Хьюз ставит вопрос – я это подчеркиваю – не об обитании внутри чужого разума, а об обитании внутри чужого тела. Именно к поэзии такого рода я и привлекаю ваше внимание: к поэзии, которая не пытается найти идею в животном, которая и не о животном вовсе, нет, она просто фиксирует наш интерес к животному.
Особенность поэтического интереса такого рода состоит в том, что, независимо от степени его интенсивности, он остается совершенно безразличным к своему объекту. В этом отношении подобные поэтические опусы не похожи на лирические стихотворения, цель которых в том, чтобы задеть за живое их объект.
Не то чтобы животным безразлично, как мы к ним относимся. Но когда мы облекаем поток чувства между нами и животными в слова, мы навсегда отделяем его от животных. Таким образом, это стихотворение, в отличие от лирического, не есть подарок его объекту. Стихотворение лежит целиком в пределах человеческих чувств, к которым животное не имеет отношения. Ответила ли я на ваш вопрос?
Кто-то еще тянет руку: высокий молодой человек в очках. Он плохо знаком с поэзией Теда Хьюза, говорит он, но последнее, что он о нем слышал: Хьюз владеет овцеводческой фермой где-то в Англии. Мне представляется, это вещи несовместные. Что-нибудь одно: либо ты выращиваешь овец как субъектов своей поэзии (по аудитории проносятся смешки), либо ты выращиваешь их как фермер – на продажу.
– Как это отвечает тому, что вы говорили вчера в вашей лекции, когда вы, казалось, категорически возражали против убийства животных на мясо?
– Я не знакома с Тедом Хьюзом, – отвечает Элизабет, – поэтому не могу вам сказать, какой он фермер. Но позвольте мне попытаться ответить на ваш вопрос на другом уровне.
У меня нет оснований полагать, что Хьюз верит в уникальность своей рачительности по отношению к животным. Напротив, я подозреваю, что он считает, будто восстанавливает рачительность, свойственную нашим далеким предкам, но утраченную нами (он рассматривает эту утрату в эволюционном, а не в историческом плане, но это другой вопрос). Я бы высказала предположение, что, по его мнению, его взгляд на животных во многом совпадает со взглядом охотников эпохи палеолита.

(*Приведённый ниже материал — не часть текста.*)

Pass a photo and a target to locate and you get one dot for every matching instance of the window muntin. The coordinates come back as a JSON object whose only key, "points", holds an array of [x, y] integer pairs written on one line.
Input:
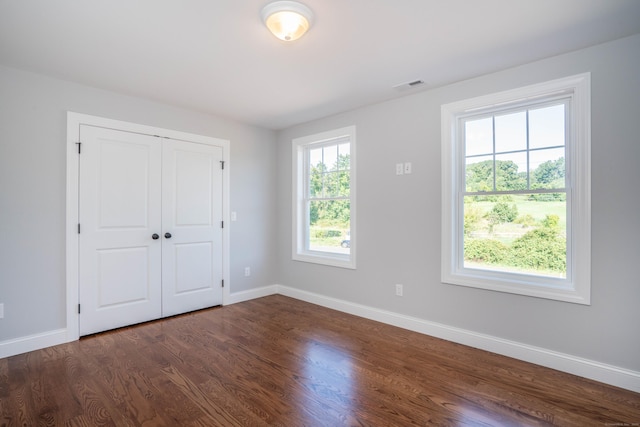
{"points": [[324, 195], [516, 191], [514, 195]]}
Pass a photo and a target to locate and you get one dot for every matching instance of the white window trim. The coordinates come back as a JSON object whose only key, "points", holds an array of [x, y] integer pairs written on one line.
{"points": [[299, 223], [577, 287]]}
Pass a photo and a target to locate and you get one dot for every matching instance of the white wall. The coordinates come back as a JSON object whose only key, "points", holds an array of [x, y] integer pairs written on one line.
{"points": [[399, 216], [32, 191]]}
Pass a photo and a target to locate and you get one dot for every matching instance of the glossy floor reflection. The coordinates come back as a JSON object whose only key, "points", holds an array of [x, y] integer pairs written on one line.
{"points": [[279, 361]]}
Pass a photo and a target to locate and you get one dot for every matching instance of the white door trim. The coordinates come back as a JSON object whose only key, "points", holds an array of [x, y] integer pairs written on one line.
{"points": [[74, 121]]}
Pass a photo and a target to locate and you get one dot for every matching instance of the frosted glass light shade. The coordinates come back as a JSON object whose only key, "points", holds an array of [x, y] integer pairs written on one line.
{"points": [[287, 20]]}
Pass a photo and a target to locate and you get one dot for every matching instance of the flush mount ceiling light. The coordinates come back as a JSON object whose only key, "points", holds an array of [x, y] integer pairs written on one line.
{"points": [[287, 20]]}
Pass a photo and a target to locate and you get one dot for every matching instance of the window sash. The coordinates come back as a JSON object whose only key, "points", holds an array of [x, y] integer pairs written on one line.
{"points": [[574, 91]]}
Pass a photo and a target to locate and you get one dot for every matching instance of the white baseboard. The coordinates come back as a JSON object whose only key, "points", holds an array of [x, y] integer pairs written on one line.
{"points": [[613, 375], [251, 294], [32, 342]]}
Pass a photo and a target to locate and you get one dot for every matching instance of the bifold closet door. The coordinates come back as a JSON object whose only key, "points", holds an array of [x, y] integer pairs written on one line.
{"points": [[120, 214], [192, 226]]}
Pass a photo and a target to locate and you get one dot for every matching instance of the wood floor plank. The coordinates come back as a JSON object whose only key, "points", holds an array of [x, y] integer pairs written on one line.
{"points": [[276, 361]]}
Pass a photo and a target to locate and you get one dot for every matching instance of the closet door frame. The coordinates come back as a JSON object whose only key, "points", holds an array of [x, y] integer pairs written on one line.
{"points": [[74, 121]]}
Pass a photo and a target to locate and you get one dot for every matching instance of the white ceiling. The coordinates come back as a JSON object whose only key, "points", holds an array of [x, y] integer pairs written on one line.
{"points": [[216, 56]]}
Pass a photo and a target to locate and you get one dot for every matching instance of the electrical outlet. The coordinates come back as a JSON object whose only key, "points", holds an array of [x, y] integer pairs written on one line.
{"points": [[398, 289]]}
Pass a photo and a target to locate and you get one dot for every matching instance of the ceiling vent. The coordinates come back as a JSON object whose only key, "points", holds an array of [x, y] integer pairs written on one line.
{"points": [[409, 85]]}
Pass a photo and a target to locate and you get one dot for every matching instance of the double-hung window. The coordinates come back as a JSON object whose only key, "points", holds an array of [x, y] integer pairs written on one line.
{"points": [[516, 191], [324, 229]]}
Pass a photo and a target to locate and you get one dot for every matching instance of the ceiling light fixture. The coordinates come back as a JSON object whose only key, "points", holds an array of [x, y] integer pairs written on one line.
{"points": [[287, 20]]}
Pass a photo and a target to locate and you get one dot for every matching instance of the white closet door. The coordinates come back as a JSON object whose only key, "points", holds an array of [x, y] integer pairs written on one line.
{"points": [[192, 227], [120, 211]]}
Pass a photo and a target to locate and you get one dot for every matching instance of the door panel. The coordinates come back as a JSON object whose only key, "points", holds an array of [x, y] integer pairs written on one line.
{"points": [[120, 210], [192, 214], [194, 266]]}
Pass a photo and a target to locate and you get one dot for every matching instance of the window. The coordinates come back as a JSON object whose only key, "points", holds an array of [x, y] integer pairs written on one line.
{"points": [[324, 197], [516, 191]]}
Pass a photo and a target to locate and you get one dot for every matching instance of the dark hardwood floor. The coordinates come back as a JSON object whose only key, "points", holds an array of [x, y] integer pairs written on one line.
{"points": [[282, 362]]}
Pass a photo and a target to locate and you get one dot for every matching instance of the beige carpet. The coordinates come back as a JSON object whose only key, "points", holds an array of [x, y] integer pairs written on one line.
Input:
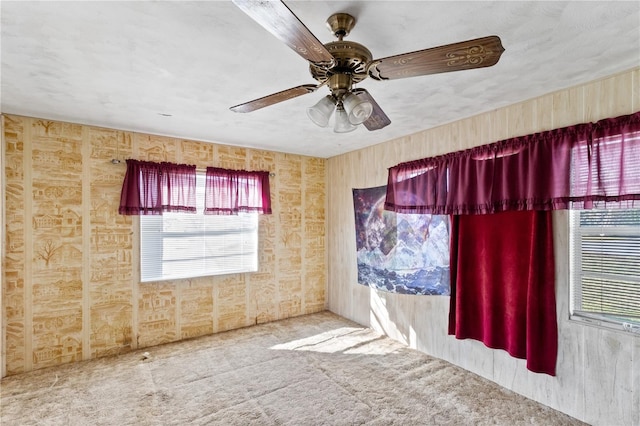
{"points": [[314, 370]]}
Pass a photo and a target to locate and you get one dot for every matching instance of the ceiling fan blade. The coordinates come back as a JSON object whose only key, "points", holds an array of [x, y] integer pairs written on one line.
{"points": [[280, 21], [477, 53], [378, 118], [275, 98]]}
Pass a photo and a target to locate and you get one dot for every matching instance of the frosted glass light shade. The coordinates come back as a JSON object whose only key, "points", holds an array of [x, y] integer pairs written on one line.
{"points": [[357, 110], [321, 111], [342, 124]]}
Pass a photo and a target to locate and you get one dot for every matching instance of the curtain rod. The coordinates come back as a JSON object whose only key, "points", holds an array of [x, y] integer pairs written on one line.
{"points": [[201, 170], [198, 169]]}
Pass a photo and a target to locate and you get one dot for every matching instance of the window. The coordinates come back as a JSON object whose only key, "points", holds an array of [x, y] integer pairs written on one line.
{"points": [[605, 270], [183, 245]]}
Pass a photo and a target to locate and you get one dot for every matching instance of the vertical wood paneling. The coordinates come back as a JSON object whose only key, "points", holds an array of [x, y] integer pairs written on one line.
{"points": [[70, 280], [423, 325]]}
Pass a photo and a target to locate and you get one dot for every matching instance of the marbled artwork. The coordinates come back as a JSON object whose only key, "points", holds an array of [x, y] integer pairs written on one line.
{"points": [[400, 253]]}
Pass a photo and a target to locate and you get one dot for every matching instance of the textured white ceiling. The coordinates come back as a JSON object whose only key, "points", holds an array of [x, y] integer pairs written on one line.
{"points": [[125, 65]]}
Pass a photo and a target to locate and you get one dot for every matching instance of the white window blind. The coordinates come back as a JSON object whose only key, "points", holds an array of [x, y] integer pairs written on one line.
{"points": [[182, 245], [605, 274]]}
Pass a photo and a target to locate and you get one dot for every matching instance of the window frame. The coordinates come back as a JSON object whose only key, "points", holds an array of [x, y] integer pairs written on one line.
{"points": [[603, 320], [243, 220]]}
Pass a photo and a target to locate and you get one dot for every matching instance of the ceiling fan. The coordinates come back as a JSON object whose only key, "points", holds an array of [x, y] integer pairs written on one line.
{"points": [[341, 64]]}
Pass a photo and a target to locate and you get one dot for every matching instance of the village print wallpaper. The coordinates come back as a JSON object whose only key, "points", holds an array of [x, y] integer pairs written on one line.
{"points": [[71, 287], [400, 253]]}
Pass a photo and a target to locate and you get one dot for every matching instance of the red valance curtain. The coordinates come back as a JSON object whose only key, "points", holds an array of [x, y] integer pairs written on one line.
{"points": [[502, 285], [232, 191], [583, 166], [153, 188]]}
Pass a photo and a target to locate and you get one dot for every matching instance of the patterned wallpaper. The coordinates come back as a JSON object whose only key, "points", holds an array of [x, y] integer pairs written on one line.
{"points": [[70, 277]]}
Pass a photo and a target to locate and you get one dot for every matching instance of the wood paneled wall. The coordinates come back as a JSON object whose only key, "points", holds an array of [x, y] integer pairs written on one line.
{"points": [[598, 374], [70, 273]]}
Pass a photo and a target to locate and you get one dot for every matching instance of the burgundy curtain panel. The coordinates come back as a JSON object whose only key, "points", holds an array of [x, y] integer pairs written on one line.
{"points": [[502, 285], [152, 188], [501, 195]]}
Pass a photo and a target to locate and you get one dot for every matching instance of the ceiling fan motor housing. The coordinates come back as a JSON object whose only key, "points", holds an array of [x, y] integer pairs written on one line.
{"points": [[351, 58]]}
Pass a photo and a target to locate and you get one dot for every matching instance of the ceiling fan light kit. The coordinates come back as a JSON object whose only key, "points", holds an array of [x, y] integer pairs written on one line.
{"points": [[341, 64], [342, 123]]}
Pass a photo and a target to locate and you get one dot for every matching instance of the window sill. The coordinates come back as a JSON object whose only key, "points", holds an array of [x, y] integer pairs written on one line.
{"points": [[632, 329]]}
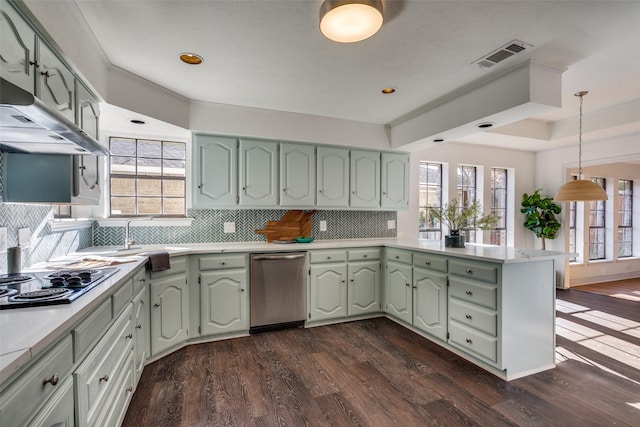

Это ставит Хьюза в один ряд с поэтами, которые прославляют примитивное и не принимают западнической склонности к абстрактной мысли. В один ряд с Блейком и Лоуренсом, Гэри Снайдером в Соединенных Штатах или Робинсоном Джефферсом. Включая и Хемингуэя в его период увлечения охотой и боем быков.
Мне кажется, что бой быков дает нам ключ. Они говорят: убивайте животное, как хотите, но сделайте из этого соревнование, ритуал, почитайте вашего противника за его силу и отвагу. Ешьте его после победы над ним, чтобы его сила и смелость перешли в вас. Загляните ему в глаза, прежде чем убить, а потом поблагодарите. Пойте песни про него.
Мы можем назвать это примитивизмом. Такую позицию легко критиковать, высмеивать. Она глубоко мужская, мужественная. Ее ответвлениям в политику доверять не следует. Но когда все сказано и сделано, на этическом уровне от всего этого ритуала остается что-то привлекательное.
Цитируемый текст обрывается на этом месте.